Light-induced structural changes during the signaling mechanism of a full-length bacteriophytochrome (Póster)

LISANDRO H. OTERO; SABRINA FOSCALDI; GIULIANO T. ANTELO; GERMÁN L. ROSANO; SERENA SIRIGU; SEBASTIÁN KLINKE; LUCAS A. DEFELIPE; MAXIMILIANO SÁNCHEZ-LAMAS; GIOVANNI BATTOCCHIO; VALERIA CONFORTE; ADRIAN A. VOJNOV; LEONARD CHAVAS; FERNANDO A. GOLDBAUM; MARÍA A. MROGINSKI; JIMENA RINALDI; HERNÁN R. BONOMI

Evento online debido a la pandemia de coronavirus

Conferencia; EMBL Conference "Bringing molecular structure to life: 50 years of the PDB"; 2021

European Molecular Biology Laboratory (EMBL)

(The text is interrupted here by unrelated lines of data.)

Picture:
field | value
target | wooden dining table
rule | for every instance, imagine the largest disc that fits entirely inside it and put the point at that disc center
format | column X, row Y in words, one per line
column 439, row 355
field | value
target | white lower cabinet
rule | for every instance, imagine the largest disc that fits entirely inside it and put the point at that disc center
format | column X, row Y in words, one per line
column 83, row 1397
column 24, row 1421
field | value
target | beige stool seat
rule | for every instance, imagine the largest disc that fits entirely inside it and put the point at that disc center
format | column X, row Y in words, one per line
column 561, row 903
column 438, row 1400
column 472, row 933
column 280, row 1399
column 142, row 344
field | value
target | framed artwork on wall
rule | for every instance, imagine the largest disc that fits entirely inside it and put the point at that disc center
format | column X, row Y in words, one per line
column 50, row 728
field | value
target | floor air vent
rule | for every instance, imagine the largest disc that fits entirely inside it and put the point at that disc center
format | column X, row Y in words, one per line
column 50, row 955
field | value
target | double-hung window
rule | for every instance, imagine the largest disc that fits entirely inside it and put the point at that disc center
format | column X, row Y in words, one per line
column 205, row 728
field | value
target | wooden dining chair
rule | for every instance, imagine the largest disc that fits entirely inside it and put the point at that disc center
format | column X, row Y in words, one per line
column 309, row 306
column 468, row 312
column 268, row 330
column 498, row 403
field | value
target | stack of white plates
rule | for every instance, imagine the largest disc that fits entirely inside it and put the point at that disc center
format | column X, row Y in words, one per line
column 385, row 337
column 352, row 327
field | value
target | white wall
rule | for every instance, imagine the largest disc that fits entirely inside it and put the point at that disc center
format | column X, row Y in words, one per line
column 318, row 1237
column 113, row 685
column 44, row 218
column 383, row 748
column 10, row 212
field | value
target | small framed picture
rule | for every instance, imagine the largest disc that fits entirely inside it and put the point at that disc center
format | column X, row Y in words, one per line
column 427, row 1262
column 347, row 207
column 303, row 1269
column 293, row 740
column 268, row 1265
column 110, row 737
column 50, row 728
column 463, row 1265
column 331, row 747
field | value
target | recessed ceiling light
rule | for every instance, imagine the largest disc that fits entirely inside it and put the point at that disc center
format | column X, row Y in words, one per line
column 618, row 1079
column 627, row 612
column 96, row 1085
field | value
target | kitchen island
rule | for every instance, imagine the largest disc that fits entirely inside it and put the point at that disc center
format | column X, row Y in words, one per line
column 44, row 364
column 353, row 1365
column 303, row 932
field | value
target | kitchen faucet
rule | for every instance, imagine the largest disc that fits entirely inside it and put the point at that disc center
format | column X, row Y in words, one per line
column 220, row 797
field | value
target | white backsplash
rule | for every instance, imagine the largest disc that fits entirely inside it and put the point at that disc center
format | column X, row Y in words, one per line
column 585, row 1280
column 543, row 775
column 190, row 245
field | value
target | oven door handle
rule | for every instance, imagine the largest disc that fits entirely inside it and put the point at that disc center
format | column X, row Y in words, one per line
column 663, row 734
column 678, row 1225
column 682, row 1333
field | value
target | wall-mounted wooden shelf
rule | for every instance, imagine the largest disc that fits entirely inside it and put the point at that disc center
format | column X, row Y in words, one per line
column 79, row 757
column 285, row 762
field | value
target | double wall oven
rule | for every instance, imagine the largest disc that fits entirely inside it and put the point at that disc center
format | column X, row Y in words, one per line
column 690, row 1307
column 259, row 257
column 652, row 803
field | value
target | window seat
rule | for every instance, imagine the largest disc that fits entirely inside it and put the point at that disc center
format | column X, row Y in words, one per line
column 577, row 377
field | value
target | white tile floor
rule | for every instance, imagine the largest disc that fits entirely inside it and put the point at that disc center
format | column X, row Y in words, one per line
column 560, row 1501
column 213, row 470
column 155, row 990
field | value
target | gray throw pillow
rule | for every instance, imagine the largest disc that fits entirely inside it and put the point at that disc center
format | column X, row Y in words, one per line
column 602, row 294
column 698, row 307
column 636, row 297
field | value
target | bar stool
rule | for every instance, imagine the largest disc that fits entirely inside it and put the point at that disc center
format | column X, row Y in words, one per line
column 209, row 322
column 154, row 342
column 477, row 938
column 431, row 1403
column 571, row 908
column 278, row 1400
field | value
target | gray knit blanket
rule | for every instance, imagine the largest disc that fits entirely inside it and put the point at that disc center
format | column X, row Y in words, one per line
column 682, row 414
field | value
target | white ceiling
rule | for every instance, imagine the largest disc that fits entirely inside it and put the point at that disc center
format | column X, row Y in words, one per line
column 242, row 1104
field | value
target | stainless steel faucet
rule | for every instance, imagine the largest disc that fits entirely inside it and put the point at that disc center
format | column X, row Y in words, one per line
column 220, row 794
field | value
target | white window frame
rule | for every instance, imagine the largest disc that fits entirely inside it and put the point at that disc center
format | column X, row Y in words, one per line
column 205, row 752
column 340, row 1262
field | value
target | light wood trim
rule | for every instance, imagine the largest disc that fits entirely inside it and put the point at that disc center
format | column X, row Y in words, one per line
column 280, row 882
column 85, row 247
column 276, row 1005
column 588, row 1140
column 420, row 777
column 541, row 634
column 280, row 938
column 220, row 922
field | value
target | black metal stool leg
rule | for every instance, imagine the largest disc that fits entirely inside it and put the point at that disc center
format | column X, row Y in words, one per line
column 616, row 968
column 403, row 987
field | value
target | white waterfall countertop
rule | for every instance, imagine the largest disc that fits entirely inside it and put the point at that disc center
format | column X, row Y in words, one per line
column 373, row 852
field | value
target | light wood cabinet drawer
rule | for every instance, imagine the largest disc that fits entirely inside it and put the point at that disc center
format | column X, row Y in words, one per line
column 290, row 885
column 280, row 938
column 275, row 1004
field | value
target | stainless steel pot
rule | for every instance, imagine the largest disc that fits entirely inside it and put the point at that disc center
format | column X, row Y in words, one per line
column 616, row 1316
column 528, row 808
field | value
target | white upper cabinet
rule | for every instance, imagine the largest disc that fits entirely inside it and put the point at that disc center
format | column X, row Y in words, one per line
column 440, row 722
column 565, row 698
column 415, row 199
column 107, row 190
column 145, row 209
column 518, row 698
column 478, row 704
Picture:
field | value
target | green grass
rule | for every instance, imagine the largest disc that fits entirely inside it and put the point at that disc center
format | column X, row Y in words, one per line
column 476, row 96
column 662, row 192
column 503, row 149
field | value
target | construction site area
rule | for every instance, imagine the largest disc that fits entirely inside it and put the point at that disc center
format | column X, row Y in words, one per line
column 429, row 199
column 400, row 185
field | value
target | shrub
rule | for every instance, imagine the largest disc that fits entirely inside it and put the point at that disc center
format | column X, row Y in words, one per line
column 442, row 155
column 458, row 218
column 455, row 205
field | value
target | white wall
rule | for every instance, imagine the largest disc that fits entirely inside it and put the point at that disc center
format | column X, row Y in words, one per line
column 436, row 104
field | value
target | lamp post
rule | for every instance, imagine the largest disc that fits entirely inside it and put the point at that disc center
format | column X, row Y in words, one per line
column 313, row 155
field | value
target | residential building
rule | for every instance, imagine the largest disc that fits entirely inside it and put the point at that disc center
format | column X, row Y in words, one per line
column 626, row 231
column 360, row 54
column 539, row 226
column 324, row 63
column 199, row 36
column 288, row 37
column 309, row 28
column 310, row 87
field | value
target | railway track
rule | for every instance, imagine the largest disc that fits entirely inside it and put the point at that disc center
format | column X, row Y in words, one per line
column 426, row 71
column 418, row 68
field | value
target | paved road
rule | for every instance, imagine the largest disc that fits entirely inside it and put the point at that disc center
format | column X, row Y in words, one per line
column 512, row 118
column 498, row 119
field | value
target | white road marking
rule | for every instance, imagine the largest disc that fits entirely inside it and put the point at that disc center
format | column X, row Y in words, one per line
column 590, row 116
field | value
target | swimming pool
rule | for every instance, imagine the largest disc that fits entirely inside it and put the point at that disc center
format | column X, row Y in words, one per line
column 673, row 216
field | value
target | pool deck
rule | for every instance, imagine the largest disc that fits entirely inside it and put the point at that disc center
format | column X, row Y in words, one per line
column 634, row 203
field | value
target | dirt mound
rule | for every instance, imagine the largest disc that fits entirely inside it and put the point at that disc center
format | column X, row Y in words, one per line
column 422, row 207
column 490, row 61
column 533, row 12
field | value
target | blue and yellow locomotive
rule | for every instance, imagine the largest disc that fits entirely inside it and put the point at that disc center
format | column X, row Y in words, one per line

Light sensing allows organisms to adapt to constantly changing environmental factors. Phytochromes constitute a major superfamily of light-sensing proteins that are reversibly photoconverted between a red-absorbing (Pr) and a far-red-absorbing (Pfr) state. Bacteriophytochromes (BphPs) are found among photosynthetic and non-photosynthetic bacteria, including pathogens. To date, several BphPs have been biophysically characterized. However, it is still not fully understood how structural changes are propagated from the photosensory module (PSM) to the output module (OM) during the signal transduction event. Herein, we present crystallographic structures from the plant pathogen Xanthomonas campestris virulence regulator bacteriophytochrome XccBphP, including two full-length proteins, in the Pr and Pfr states. The structural findings, combined with mutational, biochemical and computational studies, allow us to describe the signaling mechanism of a full-length bacterial phytochrome at the atomic level, from the isomerization of the chromophore and the beta-sheet/alpha-helix tongue transition to the remodeling of the quaternary assembly of the protein. This work contributes to understand the light-induced structural changes propagated from the PSM to the OM in phytochrome signaling.